高画質の写真を手軽に撮影できるスマートフォンの普及に伴って、盗撮による逮捕が報じられることが増えている。日本に限らず韓国も同様のようで、盗撮被害が相次ぎ問題化している。
韓国ソウルの地下鉄では、スカートの女性を盗撮、携帯電話から盗撮した写真も出てきたが、裁判の判決は無罪となった。どうしてなのか。
盗撮したのは女性の全身写真
韓国紙・中央日報(2013年10月10日)によると、韓国で13年上半期に盗撮された女性の被害者は2132人に上る。1日平均12人が被害に遭った計算だ。特にソウル駅は「盗撮1番地」と呼ばれ、 2011年と2012年の 7?8月だけで85件が摘発されたほど、盗撮犯罪が頻発しているという。韓国では盗撮して摘発された場合、5年以下の懲役または1000万ウォン以下の罰金に処せられる。
12月2日にも朝鮮日報が、ソウル地下鉄車内で発生した盗撮事件について報じた。

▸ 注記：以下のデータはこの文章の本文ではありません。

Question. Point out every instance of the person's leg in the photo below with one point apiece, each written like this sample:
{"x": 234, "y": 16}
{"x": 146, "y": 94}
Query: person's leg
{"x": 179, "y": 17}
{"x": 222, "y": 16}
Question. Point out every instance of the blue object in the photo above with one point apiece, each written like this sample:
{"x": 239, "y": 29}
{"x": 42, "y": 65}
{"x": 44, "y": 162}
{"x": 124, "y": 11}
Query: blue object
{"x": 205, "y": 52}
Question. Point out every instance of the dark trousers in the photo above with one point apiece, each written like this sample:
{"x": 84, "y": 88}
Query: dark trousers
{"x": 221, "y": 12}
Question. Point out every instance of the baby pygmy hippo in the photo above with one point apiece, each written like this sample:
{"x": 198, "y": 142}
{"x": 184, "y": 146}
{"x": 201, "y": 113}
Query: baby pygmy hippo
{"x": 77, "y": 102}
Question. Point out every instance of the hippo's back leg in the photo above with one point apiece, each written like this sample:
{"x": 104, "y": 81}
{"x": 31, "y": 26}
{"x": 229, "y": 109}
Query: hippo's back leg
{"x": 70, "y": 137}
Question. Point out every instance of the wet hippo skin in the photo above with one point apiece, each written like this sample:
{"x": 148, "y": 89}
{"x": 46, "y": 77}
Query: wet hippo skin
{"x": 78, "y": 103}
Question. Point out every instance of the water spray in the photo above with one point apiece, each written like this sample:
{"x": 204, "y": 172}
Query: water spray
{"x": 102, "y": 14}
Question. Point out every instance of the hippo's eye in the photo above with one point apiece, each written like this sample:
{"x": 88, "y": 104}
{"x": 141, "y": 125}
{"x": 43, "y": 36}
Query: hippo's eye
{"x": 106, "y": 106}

しかし、この事件には無罪判決が出ているという。同紙によると、米国籍講師が携帯電話のカメラで、足を組んで座っていた女性を盗撮したという事件だ。女性の年齢は20歳で、ミニのワンピース姿だった。
女性の前を通り過ぎながらこっそりと撮影したところを取り押さえられた。女性の「脚部」を撮影したとして検察は略式起訴したが、正式裁判に回されて陪審員裁判になった。しかし携帯電話から出てきたのは、女性の全身を撮影した写真2枚だった。
盗撮の動機について「いつかあんな女性に出会って結婚したい」という思いから写真を撮ったと述べた。これに対して審査員7人のうち5人は、その主張を受け入れて「無罪」と判定し、残りの2人は「有罪」という意見を出した。
裁判官は「この事件の写真は、公共の場で人の視界に映る姿をそのまま撮影したもの」であるとして、「金氏の行為が性的欲求によるものや、羞恥心を与える撮影と見るのは難しい」との見方を示した。